All will play a vital part in addressing the industrial base’s challenges. But for John Polowczyk, Managing Director at Ernst & Young LLP and a former Navy rear admiral and White House supply chain lead, the most critical area is supplier development. “To improve our surge capabilities, we have to increase efficiency and productivity among existing manufacturers and get new players into the market,” says Polowczyk.
Doing so also relies on strong action in two of the government’s other focus areas: better processes; and smarter technologies, with Manufacturing x Digital (MxD) serving as a great example of what’s possible.
As a public-private partnership, it allows the DoD and more than 300 commercial companies to share knowledge, expertise and innovations around everything from technology and cybersecurity to workforce management. The aim is to make it easier for members to increase their productivity while strengthening the US industrial base. There’s even a facility in Chicago where manufacturers can experience the capabilities of industry peers and technology providers and learn how to apply them to their own businesses.

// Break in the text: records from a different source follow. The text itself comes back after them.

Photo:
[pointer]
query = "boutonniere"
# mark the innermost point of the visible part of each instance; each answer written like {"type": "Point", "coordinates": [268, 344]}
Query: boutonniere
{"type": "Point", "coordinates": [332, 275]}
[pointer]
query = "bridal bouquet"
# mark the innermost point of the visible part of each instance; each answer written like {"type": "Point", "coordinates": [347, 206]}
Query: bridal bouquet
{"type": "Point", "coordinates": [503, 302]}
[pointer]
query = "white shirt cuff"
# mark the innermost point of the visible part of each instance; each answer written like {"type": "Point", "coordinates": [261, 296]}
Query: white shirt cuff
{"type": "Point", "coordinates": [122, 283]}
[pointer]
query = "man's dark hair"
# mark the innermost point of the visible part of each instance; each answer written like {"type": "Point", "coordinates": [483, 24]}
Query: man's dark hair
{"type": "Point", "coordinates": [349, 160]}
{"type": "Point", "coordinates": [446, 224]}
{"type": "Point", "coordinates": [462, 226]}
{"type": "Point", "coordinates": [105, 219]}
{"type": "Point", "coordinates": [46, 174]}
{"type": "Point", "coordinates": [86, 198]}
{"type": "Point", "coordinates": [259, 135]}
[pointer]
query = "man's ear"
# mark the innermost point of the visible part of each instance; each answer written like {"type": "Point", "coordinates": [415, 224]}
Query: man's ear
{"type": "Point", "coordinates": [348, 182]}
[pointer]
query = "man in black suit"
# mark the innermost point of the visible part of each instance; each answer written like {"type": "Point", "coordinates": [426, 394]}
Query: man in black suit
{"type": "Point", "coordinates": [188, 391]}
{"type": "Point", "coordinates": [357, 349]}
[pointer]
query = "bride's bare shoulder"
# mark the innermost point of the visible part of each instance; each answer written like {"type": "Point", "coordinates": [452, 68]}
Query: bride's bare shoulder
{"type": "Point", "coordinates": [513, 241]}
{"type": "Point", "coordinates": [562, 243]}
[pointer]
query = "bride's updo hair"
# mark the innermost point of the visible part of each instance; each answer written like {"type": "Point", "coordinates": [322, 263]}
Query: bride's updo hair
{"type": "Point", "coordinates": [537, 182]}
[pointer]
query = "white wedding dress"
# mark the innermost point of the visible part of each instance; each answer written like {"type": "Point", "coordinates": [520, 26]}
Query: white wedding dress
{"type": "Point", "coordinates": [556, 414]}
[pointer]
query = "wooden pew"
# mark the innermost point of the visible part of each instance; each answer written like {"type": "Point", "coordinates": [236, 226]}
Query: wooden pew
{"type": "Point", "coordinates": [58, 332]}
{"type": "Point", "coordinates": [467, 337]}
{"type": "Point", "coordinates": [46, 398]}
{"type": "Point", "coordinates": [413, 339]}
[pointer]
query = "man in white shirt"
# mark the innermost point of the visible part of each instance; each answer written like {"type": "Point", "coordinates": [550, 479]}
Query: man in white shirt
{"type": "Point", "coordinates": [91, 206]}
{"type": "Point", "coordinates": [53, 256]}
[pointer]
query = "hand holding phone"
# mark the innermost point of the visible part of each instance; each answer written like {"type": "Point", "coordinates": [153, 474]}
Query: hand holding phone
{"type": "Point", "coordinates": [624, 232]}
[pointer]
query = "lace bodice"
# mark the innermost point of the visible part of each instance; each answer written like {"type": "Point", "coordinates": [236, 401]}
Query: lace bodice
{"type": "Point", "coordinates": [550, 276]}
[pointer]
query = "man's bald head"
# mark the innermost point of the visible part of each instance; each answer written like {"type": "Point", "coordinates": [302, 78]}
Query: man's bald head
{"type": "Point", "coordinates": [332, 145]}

MxD’s success in fostering collaboration and shared progress should be built upon. “We have to reverse engineer what happened in the World War II era,” says Polowczyk. “We need industrial manufacturers to work together to drive innovations and leverage production capacity for the good of the industry and the country.”
To return to submarines for a moment, many experts suggest the future protection of the US will rely on its undersea capability — i.e., the ability to produce new vessels and maintain existing ones. Yet, right now, other nations are racing ahead. It’s a similar story with the production of planes, naval ships and munitions.
The US therefore finds itself in a situation where the national military strategy ties neatly to the desire for commercial growth in the industrial base supporting defense. Both need a bolstered output level — and a shared objective means a shared opportunity to win.
Seizing this opportunity is a job for the public and private sector, but with commercial enterprises taking the lead. Manufacturing leaders should embrace a mindset of “How can we do this together?”, inspiring each other to become more efficient and productive. Meanwhile, the government must invest in policies and programs that incentivize firms to share leading practices, that support innovation and make it easier for other organizations to contribute during crises.
Polowczyk says, “Our industrial strategy must be built on adding capability and capacity.” It’s time for everyone involved to step up, team up and scale up.